Van Horn and Mirowski are to be commended for providing this new and, in its broad outline, compelling account of the origins of the Chicago School. Given the facts of the case, as summarized previously, it is clear that both Henry Simons and Friedrich Hayek played important parts in the construction of the Chicago School: As VHM put it, Hayek might be viewed as “the prime external contractor” and Simons as “the prime architect.” At the end of the day, however, I think that Simons played the most important part—to change metaphors, he was the leading man. (Caldwell 2011:304–305)
 
26
Director was a classic backstage manager. He preferred to discuss and influence selected individuals face to face. The sort of marketing and the more scattershot approach that distinguished publishing never seemed to appeal.
You would write—you would want to write just to first make sure that you yourself understood well, and secondly to show other people … Well, you want to do it even if you didn’t want to explain it to anybody else. Even if you wanted to explain it to yourself … And maybe just a few students. (Conversation with Aaron Director, August 1997)
 
27
The close relationship between Milton Friedman and George Stigler is largely taken for granted. However, fewer realize the larger influence that Aaron Director had on Stigler’s thinking.
Milton Friedman: Added to that, well a lot of George’s attitude came from Aaron. I think you had a lot of influence on what he said.
Aaron Director: I don’t think so.
Milton Friedman: Between you and me, you were more influential. But of course, you know, people get into patterns of what they say and it doesn’t always correspond to what they do. (Conversation with Milton Friedman, Rose Friedman and Aaron Director, August 1997)

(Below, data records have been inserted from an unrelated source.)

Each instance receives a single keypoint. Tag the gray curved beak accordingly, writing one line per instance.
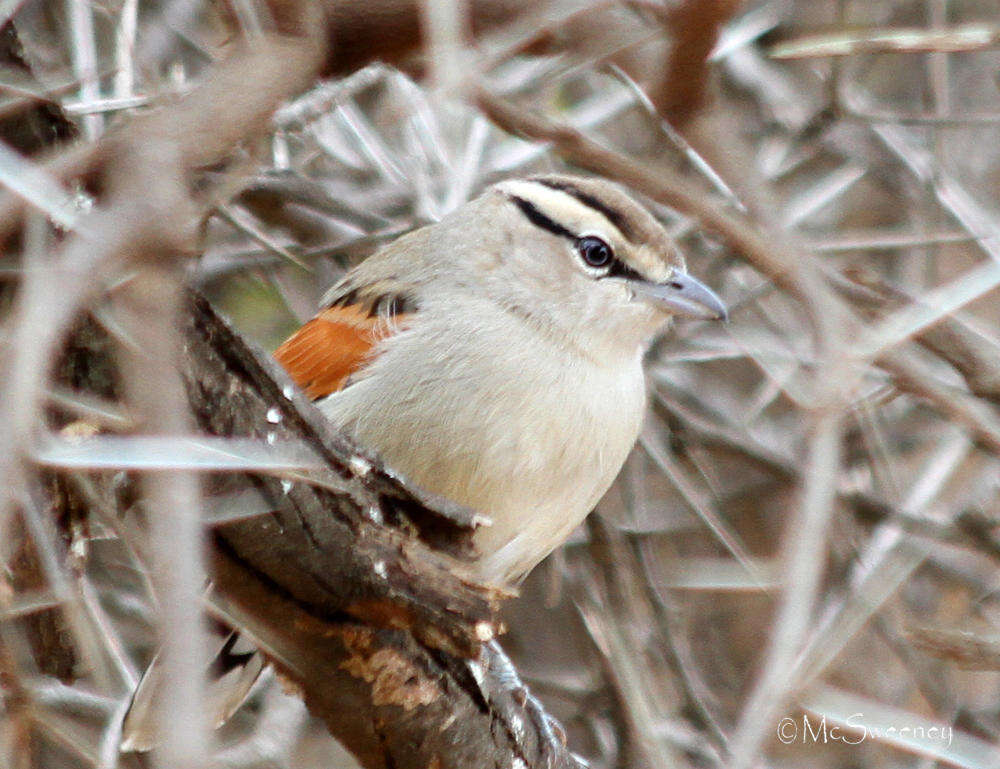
(682, 295)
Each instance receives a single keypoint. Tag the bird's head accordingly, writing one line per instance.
(583, 257)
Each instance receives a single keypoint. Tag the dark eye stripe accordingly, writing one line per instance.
(539, 219)
(617, 269)
(613, 215)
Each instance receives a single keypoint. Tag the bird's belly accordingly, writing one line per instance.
(534, 455)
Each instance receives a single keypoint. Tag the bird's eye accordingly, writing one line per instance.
(594, 252)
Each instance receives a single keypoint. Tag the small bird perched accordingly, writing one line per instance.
(494, 358)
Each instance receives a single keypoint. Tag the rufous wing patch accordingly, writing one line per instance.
(322, 354)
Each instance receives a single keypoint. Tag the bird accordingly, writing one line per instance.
(495, 358)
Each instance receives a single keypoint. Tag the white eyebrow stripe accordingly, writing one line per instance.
(564, 209)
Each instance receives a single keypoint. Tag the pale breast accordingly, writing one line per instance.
(524, 431)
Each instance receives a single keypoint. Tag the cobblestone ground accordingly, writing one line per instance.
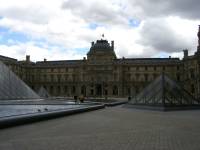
(114, 128)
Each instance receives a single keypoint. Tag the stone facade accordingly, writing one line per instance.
(102, 74)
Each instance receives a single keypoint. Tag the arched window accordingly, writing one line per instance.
(115, 90)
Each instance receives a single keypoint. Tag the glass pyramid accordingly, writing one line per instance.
(43, 92)
(166, 92)
(12, 87)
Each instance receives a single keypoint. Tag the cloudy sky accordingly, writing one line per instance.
(64, 29)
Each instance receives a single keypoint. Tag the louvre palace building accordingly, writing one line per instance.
(102, 74)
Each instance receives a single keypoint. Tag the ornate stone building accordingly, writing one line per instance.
(102, 74)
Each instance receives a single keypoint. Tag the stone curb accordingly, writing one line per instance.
(115, 104)
(29, 118)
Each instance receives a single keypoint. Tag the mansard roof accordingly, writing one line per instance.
(101, 45)
(156, 61)
(58, 63)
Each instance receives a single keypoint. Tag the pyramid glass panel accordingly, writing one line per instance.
(164, 91)
(12, 87)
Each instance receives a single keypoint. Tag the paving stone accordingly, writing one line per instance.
(109, 129)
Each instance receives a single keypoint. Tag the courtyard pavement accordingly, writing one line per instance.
(113, 128)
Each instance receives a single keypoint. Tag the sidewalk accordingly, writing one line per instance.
(111, 128)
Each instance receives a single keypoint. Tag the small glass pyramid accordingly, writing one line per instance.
(164, 91)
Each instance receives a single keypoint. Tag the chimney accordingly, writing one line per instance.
(185, 52)
(27, 58)
(112, 44)
(92, 43)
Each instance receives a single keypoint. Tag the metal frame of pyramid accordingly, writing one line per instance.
(12, 87)
(165, 92)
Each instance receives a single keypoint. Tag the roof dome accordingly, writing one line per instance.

By the last part of his life, whether in the last half or the last third, it was my impression that George was of the opinion that laissez-faire itself pretty much approximated to tolerably effective competition. And I think Aaron Director was the prime source of this view (Conversation with Paul Samuelson, November 1997).
 
28
Others were more skeptical of Director’s contributions.
Aaron Director was extremely conservative. Why, I don’t know. By the time I knew him he was already like that. And he was an iconoclast. But he didn’t develop new data with respect to industrial organization. He didn’t develop and articulate new theories. He just said that the conventional belief wasn’t so. (Conversation with Paul Samuelson, November 1997)
 
29
Stigler and Friedman would fiercely defend academic freedom from the excesses of the left in the 1960s/1970s. More tolerance seemed to be extended during the McCarthy period when the threat to free expression on campus had to be taken more seriously. (The threat carried the imprimatur of governmental authority.) Simply put, an ample correspondence exists demonstrating their repugnance for the student movement of the 1960s. No such objections were raised during the McCarthy period, either in private or public. Paul Samuelson, who knew them both from the 1930s onward, notes conversations with Friedman that indicate he had no qualms about the crackdown in universities during the 1950s aimed at academics on the left.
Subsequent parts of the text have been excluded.